The general variation of the Lagrangian follows from the usual chain rule: $$\delta L=L'\delta t+ \frac{\partial L}{\partial q}\delta q+ \frac{\partial L}{\partial q'}\delta q',\,f':=\frac{\partial L}{\partial t}.$$
Don't get tripped up! The dot on $q$ in the Lagrangian is a total time derivative, while our prime notation denotes a partial one. Using the Euler-Lagrange equations, we may write
\begin{align*}
\delta L &= \frac{\partial L}{\partial q}\delta q + \frac{\partial}{\partial t}\left(\frac{\partial L}{\partial q'}\delta q\right)-\frac{\partial}{\partial t}\left(\frac{\partial L}{\partial q'}\right)\delta q\\
&=_\text{on-shell}\underbrace{\left[\frac{\partial L}{\partial q}-\frac{\partial}{\partial t}\left(\frac{\partial L}{\partial q'}\right)\right]}_{=0}\delta q+ \frac{\partial}{\partial t}\left(\frac{\partial L}{\partial q'}\delta q\right)\\
&=\frac{\partial}{\partial t}\left(\frac{\partial{L}}{\partial \dot{q}}\delta q\right)
\end{align*}
Putting this into the action, we get $$\delta S=\int\text{d}t\frac{\partial}{\partial t}\left(L+\frac{\partial L}{\partial \dot{q}}\delta q\right).$$
Now, the total variation of the position is $$\delta q_T=\delta q+q'\delta t.$$ Under an infinitesimal, constant time translation, $\delta q_T=0$, so we have $\delta q=-\dot{q}\delta t.$ Plugging this in (and remembering that $\delta q$ is a constant, so we can pull it out of the derivative) we get $$0=\delta S=\int\text{d}t\frac{\partial}{\partial t}\left(L- \frac{\partial L}{\partial \dot{q}}\dot{q}\right)\delta t.$$
Since this must hold for arbitrary constant $\delta t$, we have $$\boxed{E=\frac{\partial L}{\partial \dot{q}}\dot{q}-L,}$$
where $E$ is some constant. For our Lagrangian, we have
\begin{align*}
E&=m\dot{q}^2-\frac{1}{2}m\dot{q}^2+V(q)\\
&=\frac{1}{2}m\dot{q}^2+V(q)
,\end{align*}
the total energy.
This is the substance of Noether's theorem: a symmetry of the action leads to a conserved quantity. The generalization to classical field theory is easy, because classical mechanics is just a one-dimensional classical field theory. Instead of $q(t)$, you have $\phi(t,\mathbf{x})$, and you follow a similar set of steps above to find that energy-momentum is conserved for spacetime translations. This can be carried over to quantum mechanics/field theory fairly easily; the technical details are beyond the scope of this answer.

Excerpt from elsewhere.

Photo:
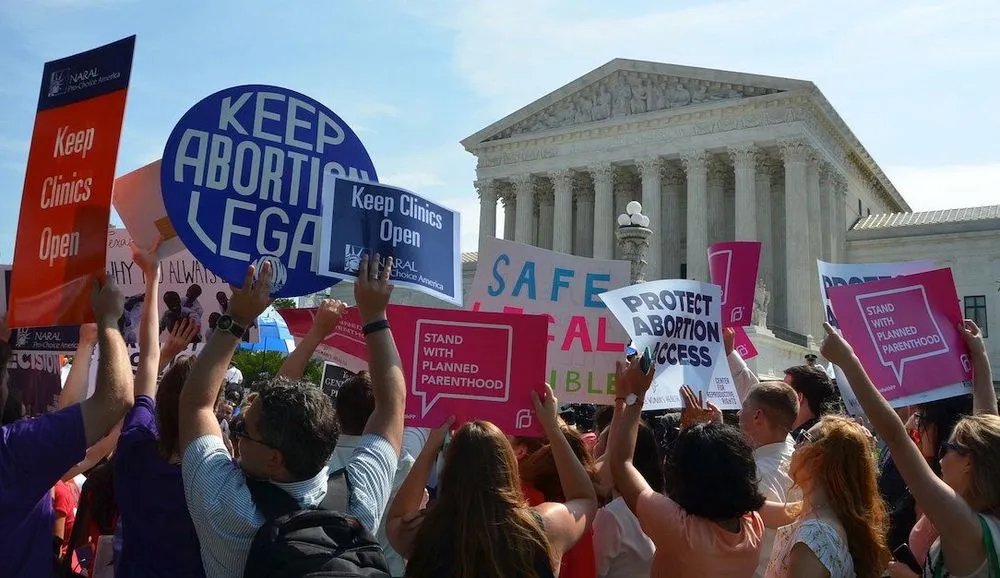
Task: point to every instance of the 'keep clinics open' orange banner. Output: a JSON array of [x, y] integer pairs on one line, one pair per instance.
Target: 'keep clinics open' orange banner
[[66, 205]]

Note: For internal symmetries of the fields, you can also derive conserved quantities. This is how, for example, electric charge is derived. In our example from classical mechanics, $q$ is the field, and if the system is translationally invariant, you get the momentum. This is peculiar to mechanics; in field theory, position is not a field, but a label on a field, like time for $q(t)$, and momentum conservation is derived in an analogous way as the above.